The Honolulu City Council has authorized $350 million in city-backed bonds to keep existing rail work going — a shot of political support for the beleaguered transit project as the Legislature looks to bail it out later this summer.
With Wednesday’s 6-3 vote, city budget officials plan to issue those general-obligation bonds on behalf of rail next month, right before the Honolulu Authority for Rapid Transportation says it will run out of money. The project is now in the height of construction, and the bonds will cover rail’s cash flow when its state tax revenues don’t keep pace with expenses, officials say.
Such city-backed borrowing has been part of rail’s official plan since at least 2012. The bonds approved this week will cover construction only as far as Middle Street, and HART says it can pay them back with its state funds.
Still, the Council heard about 3-1/2 hours of contentious public testimony and discussion Wednesday — mainly because the full 20-mile, 21-station project continues to face a multibillion-dollar budget shortfall and an uncertain future. Critics questioned whether city leaders should further commit to the elevated rail line when they still don’t know how — or if — they’re going to build all the way to Ala Moana Center.
One of rail’s most fervent longtime opponents, retired University of Hawaii law professor Randy Roth, likened the situation to being stuck in a hole but still digging.
The $350 million covers only fiscal year 2018, which started this month. As rail progresses, HART is expected to come back to the Council in subsequent years and ask for many hundreds of millions of dollars more in bonds.
A total of $2.4 billion in general-obligation bonds and $700 million in commercial paper borrowing was expected to cover rail’s cash-flow needs under the city’s 2012 funding agreement with the Federal Transit Administration.
That was back when officials assumed the project would come in on time and on budget, costing $5.26 billion. That cost estimate has since nearly doubled. On Wednesday, HART officials said they’re no longer sure how much bond financing backed by the city’s full faith and credit they’ll need during rail construction.
“I’m not even sure I want to say a number,” rail Chief Financial Officer Robert Yu said during a Council meeting break. “It depends on a lot of variables.”

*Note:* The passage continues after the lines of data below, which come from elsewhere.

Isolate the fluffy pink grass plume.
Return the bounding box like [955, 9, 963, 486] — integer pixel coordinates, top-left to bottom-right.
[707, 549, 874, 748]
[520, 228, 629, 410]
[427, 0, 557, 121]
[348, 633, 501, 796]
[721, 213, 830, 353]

Wednesday’s 6-3 vote mirrored a previous one taken in June, when the Council gave its preliminary authorization for city bonds to help rail this year.
Both votes barely passed. Under the Honolulu City Charter, bond-related measures need at least six Council votes on final reading to pass. Councilman Trevor Ozawa was largely viewed as the swing vote last month since he switched from a previous “no” to a “yes.”
“Today’s vote is about obligations that we owe on contracts that we’ve already signed to Middle Street,” Ozawa said Wednesday before again voting in favor. Approving the bonds doesn’t reflect how he feels about the “project on a whole,” he added.
“It’s not a rubber stamp toward Ala Moana,” Ozawa said. “There are other ways to do things in the city, and I’m open to all of those options.”
Council members Ernie Martin, Ann Kobayashi and Carol Fukunaga again voted against.
Kobayashi, the Council’s most vocal rail critic, expressed disdain for using some of the $350 million to help pay off commercial paper that rail already borrowed to cover costs. She was surprised Wednesday to learn from HART officials that “it was in the plan that we would borrow money to pay off borrowed money.”
“That is really a dangerous situation,” she said at the meeting. “I think a bell would be going off if any other business did that.”
Martin said he’s pro-rail but wants to see other city needs receive more equitable treatment. He listed tennis courts in Mililani Mauka, park lights in Waialua and bathrooms at the Wahiawa Transit Center as examples.
Meanwhile, some in the audience held up signs urging the Council to build rail to Ala Moana. Shem Lawlor, clean-transportation director for the Honolulu-based Blue Planet Foundation, agreed that rail’s cost increases and delays have been unacceptable — “but don’t confuse that to mean it’s not needed,” he said.
Rail would help build a transportation network where local households would not have to own a car, giving them the option to save hundreds of dollars a year in fuel and maintenance, Lawlor added. Testifiers spent more than an hour Wednesday debating whether rail would give future residents a better chance at prosperity on Oahu.
The Legislature plans to meet Aug. 28 to Sept. 1 to try to reach a financing deal to complete rail. Supporters hope that will convince the FTA not to declare the city in breach of its rail funding deal.
“As we speak, we have the FTA (and its contractors) in our offices going through all of our books, trying to figure out where we are and what the state of the project is,” HART interim Executive Director Krishniah Murthy told the Council on Wednesday.